Question of exception in codegen stage

syang · November 30, 2021, 5:31pm

Hi all, I found an interesting problem of exception in codegen stage in TVM.

Last month I asked a question(TVM failed to build prefetch statement), and when I reviewed it today, I found it seemed to be fixed by one commit. I will receive an error message rather than a crash if I run this code.

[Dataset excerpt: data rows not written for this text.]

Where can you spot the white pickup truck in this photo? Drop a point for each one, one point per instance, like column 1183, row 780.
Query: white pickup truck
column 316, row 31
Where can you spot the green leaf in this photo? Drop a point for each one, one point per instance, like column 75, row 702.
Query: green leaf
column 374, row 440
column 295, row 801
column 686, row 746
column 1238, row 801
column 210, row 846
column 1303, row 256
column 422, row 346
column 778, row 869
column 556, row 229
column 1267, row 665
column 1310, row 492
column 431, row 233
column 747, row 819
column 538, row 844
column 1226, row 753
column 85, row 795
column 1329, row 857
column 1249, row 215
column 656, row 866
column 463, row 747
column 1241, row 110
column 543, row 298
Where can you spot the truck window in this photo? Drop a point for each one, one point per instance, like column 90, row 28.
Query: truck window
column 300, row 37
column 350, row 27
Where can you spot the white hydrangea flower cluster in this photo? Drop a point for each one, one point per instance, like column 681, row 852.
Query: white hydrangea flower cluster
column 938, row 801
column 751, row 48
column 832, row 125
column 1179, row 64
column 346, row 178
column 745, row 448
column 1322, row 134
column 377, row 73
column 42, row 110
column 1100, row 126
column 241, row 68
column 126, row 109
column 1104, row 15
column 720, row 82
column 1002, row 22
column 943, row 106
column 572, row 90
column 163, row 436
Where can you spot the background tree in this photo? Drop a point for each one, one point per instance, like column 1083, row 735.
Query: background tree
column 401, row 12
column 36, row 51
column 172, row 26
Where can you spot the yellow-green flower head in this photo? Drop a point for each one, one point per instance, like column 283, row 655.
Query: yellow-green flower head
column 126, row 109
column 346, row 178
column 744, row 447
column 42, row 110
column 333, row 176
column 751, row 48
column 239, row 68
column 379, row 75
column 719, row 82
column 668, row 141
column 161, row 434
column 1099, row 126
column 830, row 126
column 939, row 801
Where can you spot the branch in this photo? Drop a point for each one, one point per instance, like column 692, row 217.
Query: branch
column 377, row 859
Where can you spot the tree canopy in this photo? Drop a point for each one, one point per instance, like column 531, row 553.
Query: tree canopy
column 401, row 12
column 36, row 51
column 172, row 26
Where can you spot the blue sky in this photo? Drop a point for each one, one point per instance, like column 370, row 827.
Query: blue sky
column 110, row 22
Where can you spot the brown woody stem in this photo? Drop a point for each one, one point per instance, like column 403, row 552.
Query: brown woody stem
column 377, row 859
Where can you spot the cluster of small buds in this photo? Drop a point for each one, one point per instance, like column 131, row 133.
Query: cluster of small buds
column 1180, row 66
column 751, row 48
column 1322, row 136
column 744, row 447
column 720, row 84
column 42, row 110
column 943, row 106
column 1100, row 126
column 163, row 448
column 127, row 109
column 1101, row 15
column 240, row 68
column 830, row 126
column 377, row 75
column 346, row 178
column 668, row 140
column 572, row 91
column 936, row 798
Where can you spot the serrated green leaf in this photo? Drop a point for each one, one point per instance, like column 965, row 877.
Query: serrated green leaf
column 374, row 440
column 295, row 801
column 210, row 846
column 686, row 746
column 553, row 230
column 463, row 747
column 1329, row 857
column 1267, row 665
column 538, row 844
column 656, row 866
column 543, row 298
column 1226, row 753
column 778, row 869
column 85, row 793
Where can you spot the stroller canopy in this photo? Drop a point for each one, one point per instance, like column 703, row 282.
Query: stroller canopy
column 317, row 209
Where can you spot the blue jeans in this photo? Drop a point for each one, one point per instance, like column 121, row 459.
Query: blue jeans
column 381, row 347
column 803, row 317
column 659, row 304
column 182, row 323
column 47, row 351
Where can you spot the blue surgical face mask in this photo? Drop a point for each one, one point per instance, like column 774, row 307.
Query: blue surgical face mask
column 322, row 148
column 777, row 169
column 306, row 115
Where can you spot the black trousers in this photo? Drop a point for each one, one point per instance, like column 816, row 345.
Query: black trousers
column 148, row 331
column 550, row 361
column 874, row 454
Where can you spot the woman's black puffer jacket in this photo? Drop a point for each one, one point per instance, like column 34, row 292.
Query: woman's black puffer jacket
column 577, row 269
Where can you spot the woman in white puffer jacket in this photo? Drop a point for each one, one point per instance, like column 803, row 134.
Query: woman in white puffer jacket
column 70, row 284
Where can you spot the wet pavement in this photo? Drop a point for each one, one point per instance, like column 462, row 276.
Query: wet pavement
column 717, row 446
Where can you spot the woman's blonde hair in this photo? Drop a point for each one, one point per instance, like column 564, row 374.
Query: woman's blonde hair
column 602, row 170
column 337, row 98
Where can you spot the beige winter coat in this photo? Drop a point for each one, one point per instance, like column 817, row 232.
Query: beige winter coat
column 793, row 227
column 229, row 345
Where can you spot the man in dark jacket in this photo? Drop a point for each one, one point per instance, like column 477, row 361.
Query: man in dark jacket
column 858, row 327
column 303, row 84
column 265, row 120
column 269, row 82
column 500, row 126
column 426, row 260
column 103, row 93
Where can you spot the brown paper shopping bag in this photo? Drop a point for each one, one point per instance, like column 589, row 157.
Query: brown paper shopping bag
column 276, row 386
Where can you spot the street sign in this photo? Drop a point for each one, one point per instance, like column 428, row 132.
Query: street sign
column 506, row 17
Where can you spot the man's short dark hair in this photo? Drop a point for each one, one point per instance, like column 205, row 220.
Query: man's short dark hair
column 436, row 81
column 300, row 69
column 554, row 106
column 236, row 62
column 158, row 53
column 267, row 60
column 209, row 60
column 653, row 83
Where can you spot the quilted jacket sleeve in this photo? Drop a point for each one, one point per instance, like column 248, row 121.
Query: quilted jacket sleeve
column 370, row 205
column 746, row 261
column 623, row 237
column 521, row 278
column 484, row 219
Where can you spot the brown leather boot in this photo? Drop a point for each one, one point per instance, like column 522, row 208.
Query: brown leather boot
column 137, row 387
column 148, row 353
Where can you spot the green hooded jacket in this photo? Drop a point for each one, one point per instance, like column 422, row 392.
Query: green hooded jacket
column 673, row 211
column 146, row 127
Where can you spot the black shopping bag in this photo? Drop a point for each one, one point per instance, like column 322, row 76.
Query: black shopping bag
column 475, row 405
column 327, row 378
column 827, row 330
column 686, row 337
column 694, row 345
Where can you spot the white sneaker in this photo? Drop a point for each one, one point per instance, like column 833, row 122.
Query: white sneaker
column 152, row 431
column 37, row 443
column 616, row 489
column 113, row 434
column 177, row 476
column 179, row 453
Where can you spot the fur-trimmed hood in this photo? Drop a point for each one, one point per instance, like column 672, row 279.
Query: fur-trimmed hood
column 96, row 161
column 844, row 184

Everything goes well until I try to build this function several times. A strange thing happens - the program crashes:

Here is the code snippet to trigger this crash:

import tvm
from tvm import te

A = te.placeholder((25, 100, 4), name="A")
_A = tvm.tir.decl_buffer(A.shape, A.dtype, name="A")
i = te.size_var("i")
j = te.size_var("j")
region = [tvm.ir.Range.from_min_extent(i[0], i[1]) for i in [(i, 2), (j, 8), (0, 4)]]
stmt = tvm.tir.Prefetch(_A, region)
func = tvm.tir.PrimFunc([_A.data, i, j], stmt, buffer_map={_A.data: _A})

count = 0
while True:
    try:
        tvm.build(func)
    except:
        count += 1
        print(f'Test {count}: goes well!')
        pass

According to the gdb backtrace, I guess that TVM might forget to handle the resource correctly and only throws the exception if there is something wrong in codegen stage. Such behavior seems to be potentially vulnerable and if we try to build a new function, the crash may occur.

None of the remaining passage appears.